Offices To Re-open (Rotationally)
Leading US investment bank Goldman Sachs announced this week that it will be reopening its offices. Staff members will return to work in the coming weeks following months of closures due to the COVID-19 pandemic.
In a note distributed to staff members, the bank’s CEO David Solomon said:
“Over the coming days and weeks, colleagues in those offices will hear from their divisional, business and/or local leaders about what to expect for the months ahead. This includes team rotations in the office where possible, with the goal of giving everyone who can do so an opportunity to come in to their office.”
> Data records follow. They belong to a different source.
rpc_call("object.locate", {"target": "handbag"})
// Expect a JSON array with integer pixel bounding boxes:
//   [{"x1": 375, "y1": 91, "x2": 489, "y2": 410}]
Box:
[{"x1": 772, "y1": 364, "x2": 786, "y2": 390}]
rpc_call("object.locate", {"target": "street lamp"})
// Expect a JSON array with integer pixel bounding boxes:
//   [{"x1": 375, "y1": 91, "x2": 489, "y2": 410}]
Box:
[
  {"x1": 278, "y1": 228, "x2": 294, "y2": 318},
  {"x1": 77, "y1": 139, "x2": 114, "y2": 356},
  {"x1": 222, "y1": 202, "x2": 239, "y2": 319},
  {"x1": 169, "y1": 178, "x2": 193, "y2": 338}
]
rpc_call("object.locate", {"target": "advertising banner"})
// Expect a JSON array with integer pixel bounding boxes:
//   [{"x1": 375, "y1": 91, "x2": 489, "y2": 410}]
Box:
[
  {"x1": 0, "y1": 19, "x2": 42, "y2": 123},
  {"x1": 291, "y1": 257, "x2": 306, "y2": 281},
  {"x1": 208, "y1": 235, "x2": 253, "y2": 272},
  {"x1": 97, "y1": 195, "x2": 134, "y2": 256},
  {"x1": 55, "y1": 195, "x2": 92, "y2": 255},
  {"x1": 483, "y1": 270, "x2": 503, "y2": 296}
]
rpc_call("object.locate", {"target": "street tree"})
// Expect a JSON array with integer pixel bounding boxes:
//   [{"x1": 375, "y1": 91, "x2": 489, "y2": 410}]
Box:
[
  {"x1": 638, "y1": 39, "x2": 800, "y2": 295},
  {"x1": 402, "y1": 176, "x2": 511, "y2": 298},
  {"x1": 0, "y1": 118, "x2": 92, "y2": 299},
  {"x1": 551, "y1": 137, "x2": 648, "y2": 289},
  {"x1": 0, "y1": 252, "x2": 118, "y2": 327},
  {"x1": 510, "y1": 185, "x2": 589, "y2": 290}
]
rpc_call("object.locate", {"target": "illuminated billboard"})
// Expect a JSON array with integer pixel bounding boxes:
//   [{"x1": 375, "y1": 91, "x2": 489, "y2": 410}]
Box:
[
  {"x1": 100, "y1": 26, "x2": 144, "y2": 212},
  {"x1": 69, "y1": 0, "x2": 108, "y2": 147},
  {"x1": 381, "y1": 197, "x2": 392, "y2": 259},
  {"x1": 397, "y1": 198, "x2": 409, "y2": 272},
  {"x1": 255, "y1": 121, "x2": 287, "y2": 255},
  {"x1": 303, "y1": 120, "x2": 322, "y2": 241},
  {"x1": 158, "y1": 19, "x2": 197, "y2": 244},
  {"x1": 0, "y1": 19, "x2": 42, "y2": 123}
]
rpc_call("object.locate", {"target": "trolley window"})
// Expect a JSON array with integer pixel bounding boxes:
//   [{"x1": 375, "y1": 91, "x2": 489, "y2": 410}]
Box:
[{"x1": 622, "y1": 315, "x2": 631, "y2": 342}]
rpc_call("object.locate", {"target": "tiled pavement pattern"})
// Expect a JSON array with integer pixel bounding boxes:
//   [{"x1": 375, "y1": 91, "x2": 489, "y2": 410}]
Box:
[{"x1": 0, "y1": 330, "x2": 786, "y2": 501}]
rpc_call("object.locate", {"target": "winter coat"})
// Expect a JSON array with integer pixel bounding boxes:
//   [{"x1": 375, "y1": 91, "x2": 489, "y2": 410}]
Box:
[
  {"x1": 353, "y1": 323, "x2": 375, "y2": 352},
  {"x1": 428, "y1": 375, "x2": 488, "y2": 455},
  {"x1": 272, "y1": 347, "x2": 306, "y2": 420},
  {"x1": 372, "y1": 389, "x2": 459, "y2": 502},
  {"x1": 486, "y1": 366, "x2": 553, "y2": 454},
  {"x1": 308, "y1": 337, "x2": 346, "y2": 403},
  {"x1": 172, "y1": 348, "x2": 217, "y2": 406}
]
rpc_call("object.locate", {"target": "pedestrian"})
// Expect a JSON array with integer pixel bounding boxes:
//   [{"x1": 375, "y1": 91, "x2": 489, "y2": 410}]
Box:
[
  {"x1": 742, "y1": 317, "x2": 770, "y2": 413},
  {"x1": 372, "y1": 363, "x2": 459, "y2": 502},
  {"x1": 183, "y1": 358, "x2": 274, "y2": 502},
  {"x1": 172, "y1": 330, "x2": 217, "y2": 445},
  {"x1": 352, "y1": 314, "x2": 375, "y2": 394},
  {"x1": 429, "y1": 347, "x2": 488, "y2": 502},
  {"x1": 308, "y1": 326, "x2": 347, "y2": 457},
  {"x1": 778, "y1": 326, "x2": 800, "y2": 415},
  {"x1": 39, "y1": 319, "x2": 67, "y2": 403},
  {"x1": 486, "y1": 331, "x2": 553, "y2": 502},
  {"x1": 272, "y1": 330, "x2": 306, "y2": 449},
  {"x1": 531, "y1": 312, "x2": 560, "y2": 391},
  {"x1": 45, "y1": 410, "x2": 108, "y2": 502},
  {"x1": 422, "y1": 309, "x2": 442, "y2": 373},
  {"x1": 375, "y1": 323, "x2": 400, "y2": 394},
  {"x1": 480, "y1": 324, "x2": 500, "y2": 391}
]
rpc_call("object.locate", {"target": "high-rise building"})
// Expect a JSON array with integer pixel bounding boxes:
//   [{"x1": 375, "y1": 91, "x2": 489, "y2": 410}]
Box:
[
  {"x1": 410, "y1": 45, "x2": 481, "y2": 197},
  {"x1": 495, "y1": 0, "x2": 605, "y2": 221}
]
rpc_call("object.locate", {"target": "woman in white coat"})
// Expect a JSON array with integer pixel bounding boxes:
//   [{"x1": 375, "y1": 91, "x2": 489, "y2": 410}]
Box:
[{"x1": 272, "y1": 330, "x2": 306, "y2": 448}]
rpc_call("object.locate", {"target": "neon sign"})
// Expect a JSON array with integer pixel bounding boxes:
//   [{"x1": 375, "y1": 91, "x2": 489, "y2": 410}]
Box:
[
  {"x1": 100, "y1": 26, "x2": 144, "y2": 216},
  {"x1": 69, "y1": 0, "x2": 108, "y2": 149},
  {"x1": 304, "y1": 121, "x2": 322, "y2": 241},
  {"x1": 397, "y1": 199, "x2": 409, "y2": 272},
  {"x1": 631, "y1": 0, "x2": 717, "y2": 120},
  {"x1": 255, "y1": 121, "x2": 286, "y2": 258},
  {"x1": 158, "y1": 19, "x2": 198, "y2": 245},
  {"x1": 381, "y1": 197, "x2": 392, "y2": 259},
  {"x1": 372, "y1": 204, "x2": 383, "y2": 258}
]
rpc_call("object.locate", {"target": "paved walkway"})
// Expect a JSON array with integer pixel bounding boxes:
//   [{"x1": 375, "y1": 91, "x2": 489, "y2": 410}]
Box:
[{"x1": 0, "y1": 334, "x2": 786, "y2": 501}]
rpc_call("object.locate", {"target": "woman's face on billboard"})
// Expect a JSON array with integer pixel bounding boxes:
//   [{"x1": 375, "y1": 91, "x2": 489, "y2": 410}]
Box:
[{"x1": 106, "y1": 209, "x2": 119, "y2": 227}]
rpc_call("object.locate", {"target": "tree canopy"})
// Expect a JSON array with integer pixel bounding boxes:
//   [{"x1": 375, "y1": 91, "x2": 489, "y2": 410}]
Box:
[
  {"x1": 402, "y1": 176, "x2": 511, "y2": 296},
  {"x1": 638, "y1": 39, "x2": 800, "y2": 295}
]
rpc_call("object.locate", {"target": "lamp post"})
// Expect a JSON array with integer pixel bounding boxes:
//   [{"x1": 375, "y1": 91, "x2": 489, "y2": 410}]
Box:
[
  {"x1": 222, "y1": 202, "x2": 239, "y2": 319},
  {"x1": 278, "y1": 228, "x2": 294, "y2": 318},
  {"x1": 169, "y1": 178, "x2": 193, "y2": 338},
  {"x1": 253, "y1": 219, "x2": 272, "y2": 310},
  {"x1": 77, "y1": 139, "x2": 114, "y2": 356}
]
The move echoes that of rival investment banks over recent weeks. JP Morgan announced such plans last month. The company now allows staff members to shift between working from home and working from the office.
Solomon went on to say:
“Importantly, this rotational approach will not look the same for everyone, as we each navigate unique personal responsibilities – for example, planning around adjusted school schedules, managing personal and family health conditions, and not being comfortable commuting to the office during peak hours, among many other considerations.”
Q2 Earnings Miss
Shares in the US investment bank have been lower over the last month following a weak Q2 earnings report. Goldman reported Q2 earnings per share of $0.55. This sorely missed Wall Street estimates of a $3.90 reading. Furthermore, it underscored the issues faced by the bank during the height of the pandemic. The bank posted revenues of $13.30 billion over Q2.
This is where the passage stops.